Куда ни глянь, со всех улиц — с Журавьей, Сребрной, Польной, — как насекомые, устремившиеся к открытой ране, катили кресла-коляски, наемные экипажи, брички с поднятым верхом. Шаг за шагом, медленное безудержное движение, постукивание палок, приглушенный говор.

У ворот мальчики с большими головами и синевато-бледными лицами дремали в глубоких сосново-кожаных гондолах с полотняными козырьками.

Красивые, вслушивающиеся в себя, застывшие в оперных позах девочки с тяжелыми веками и перекрученными, словно корни, руками въезжали в костел на каталках с латунными изголовьями, бормоча что-то, чего никто не мог понять.

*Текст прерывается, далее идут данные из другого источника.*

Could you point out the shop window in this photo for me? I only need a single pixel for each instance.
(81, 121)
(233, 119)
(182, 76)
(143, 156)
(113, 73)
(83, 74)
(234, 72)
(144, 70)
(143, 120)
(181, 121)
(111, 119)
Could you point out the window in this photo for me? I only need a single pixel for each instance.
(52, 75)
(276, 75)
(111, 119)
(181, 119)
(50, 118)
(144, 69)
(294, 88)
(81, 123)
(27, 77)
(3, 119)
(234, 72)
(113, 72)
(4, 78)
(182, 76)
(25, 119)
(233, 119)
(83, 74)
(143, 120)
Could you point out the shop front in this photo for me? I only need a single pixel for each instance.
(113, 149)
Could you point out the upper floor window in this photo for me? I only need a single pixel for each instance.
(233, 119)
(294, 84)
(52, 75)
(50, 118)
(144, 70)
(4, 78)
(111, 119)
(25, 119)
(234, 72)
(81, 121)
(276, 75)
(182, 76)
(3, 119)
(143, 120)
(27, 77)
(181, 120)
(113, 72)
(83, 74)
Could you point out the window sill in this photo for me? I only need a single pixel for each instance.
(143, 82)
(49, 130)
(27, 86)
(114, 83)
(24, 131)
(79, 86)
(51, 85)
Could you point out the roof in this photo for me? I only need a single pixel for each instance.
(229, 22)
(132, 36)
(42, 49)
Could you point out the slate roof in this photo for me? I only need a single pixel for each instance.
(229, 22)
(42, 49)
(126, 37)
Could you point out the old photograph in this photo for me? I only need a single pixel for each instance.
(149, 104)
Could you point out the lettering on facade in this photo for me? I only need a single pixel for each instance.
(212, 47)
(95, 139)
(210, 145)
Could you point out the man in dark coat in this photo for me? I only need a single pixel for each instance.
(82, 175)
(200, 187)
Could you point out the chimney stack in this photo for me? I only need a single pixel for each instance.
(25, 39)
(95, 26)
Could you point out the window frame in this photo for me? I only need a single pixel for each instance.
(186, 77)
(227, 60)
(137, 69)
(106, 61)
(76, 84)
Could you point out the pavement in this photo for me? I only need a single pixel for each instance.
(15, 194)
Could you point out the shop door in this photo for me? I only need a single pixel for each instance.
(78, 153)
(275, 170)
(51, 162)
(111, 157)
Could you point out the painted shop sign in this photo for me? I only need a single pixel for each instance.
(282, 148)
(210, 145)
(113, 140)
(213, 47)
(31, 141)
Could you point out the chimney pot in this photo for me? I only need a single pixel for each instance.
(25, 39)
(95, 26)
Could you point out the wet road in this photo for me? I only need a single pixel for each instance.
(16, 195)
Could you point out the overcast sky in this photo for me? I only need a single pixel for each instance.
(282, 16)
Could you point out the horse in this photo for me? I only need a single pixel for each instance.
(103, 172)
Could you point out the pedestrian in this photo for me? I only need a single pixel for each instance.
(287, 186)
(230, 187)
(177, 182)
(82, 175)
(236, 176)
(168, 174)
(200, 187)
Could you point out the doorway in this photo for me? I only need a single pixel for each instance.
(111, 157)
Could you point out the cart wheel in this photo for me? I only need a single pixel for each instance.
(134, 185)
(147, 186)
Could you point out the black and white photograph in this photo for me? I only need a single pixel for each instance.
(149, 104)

Седовласые дамы со свежей горячей завивкой, покачивающиеся, точно водоросли в ленивом течении Вислы, беспокойно вертели головами в поисках тепла, будто самой своей морщинистой кожей хотели высмотреть солнце, но внезапные конвульсии сотрясали прикрытые шотландским пледом руки, стряхивая шерстяную ткань с колен на землю.

Казалось, что под деревьями, где тень листвы давала какую-никакую прохладу, сердце передохнет минутку, но и тут с опущенных на песок носилок на тебя неподвижным взором глядели дети, чьи ноги были стиснуты металлическими обручами и оплетены кожаными ремнями.

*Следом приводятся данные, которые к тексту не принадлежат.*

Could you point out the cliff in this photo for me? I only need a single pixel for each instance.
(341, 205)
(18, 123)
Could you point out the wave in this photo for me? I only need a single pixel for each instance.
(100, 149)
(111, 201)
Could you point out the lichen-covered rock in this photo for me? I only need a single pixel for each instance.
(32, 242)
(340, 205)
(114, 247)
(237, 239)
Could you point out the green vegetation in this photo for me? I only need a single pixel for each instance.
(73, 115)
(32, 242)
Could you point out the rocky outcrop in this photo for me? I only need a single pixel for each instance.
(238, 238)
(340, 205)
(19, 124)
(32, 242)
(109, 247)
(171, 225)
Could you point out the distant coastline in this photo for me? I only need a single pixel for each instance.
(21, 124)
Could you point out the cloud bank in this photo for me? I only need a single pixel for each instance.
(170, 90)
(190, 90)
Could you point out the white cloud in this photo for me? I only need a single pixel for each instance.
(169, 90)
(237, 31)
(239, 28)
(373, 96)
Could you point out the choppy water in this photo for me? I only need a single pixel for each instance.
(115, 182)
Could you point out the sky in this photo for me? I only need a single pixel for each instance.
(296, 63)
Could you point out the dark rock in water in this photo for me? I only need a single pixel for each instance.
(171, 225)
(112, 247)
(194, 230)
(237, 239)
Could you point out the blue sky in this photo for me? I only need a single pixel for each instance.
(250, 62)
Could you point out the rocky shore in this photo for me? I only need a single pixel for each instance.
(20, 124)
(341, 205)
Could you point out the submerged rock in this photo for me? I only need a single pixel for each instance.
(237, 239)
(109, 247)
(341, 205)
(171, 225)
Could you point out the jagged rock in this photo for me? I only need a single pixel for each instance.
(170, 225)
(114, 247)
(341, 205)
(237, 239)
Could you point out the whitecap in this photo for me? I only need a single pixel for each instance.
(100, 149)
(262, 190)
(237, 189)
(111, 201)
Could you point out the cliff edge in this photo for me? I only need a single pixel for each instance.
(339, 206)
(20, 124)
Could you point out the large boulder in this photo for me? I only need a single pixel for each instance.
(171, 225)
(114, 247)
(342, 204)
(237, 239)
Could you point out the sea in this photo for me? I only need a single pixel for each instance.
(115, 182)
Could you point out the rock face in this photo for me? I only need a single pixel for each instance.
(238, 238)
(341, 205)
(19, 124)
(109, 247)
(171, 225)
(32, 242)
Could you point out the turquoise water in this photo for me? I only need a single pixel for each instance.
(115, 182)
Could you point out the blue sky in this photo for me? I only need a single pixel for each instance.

Мужчины с тронутыми сединой висками осторожно, кончиками пальцев разглаживали шали на плечах старушек-матерей, навсегда вросших в глубокие кресла, которые со скрежетом ползли по песку на никелированных полозьях, будто парадные сани Снежной королевы.

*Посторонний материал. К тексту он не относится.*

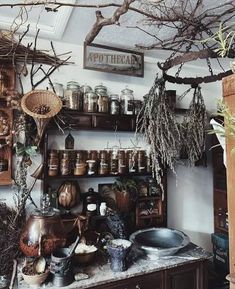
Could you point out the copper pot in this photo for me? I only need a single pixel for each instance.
(42, 234)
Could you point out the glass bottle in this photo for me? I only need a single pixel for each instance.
(59, 90)
(69, 142)
(53, 163)
(103, 166)
(114, 106)
(127, 101)
(103, 98)
(65, 164)
(73, 96)
(142, 166)
(114, 163)
(90, 102)
(80, 165)
(121, 162)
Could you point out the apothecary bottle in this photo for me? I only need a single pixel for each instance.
(73, 96)
(103, 164)
(90, 102)
(114, 162)
(127, 101)
(65, 164)
(103, 98)
(53, 163)
(142, 164)
(80, 164)
(122, 162)
(114, 104)
(69, 142)
(59, 91)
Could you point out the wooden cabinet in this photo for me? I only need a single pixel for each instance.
(188, 276)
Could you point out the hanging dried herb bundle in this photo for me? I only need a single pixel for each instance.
(156, 122)
(9, 239)
(193, 128)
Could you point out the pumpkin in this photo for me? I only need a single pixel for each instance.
(69, 194)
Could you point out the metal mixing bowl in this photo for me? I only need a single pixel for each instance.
(159, 242)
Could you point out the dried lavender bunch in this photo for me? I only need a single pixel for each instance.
(193, 128)
(156, 122)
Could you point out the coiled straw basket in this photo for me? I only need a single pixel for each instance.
(37, 98)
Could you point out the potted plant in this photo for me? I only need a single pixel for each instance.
(126, 193)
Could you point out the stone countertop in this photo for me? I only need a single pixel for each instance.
(100, 273)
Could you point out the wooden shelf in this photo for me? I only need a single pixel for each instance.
(59, 177)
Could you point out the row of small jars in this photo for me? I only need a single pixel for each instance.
(85, 99)
(94, 162)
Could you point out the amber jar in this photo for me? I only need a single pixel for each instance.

Подголовники каталок, с холодной заботливостью парикмахерских кресел обнимающие бессильные затылки. Болты под мышками, которые надо вовремя подкрутить, чтобы удержать в правильном положении позвоночник под твердым сафьяновым жилетом. Упроченные китовым усом корсеты, обещающие, что вечной будет недвижность рук и ног. Вся эта замысловатая архитектура боли, обычно со страхом и стыдом скрываемая под рубашкой, под платьем, под пальто, теперь горела на солнце отблесками никеля и меди.

Мы — отец, Анджей и я — шли к дверям костела по узкому проходу между колясками, носилками, креслами на полозьях, нищие протягивали руки с медной кружкой, на дне которой побрякивала одинокая монета, звенели колеса, постукивали палки, гравий хрустел под ногами, а я думал, старался думать о чем угодно, только не об этом. Ах, огромные мосты над Рейном, которыми я хотел одарить далекий Кельн, ах, прекрасная скала Лорелеи, вырастающая из-за излучины темной реки, когда пароход «Германия» проплывал мимо холмов с виноградниками, ах, чудесные леса за Кампиносом[31], по которым мы с отцом и Анджеем, веселые, счастливые, смеющиеся, бродили под летним дождем. Каждой мыслью, каждым ударом сердца я убегал с этой площади, от этого дребезжанья колесных спиц, скрипа полозьев, от успокаивающего шепота, которым гасили боль, и в конце концов моя непослушная мысль, не подчиняющаяся велению сердца, жаждущая передышки, полетела на площадь перед собором св. Стефана, на Грабен, на прекрасную Кертнерштрассе, и когда начала кружить по тротуарам Ринга, когда миновала Burgtheater, когда заглянула в Naturhistorisches Museum, где я побывал однажды осенним днем, я подумал о принце и юной девушке[32], про которых вскоре после приезда из Вены рассказала нам панна Эстер.

вернуться

31

Кампинос — деревня под Варшавой на краю Кампиносской пущи.

вернуться

32

Речь идет об эрцгерцоге и кронпринце австрийском Рудольфе (1858–1889), который страстно влюбился в румынскую баронессу Марию Вечера, но под давлением отца, императора Франца-Иосифа, дал слово порвать с ней. История закончилась двойным самоубийством Рудольфа и Марии.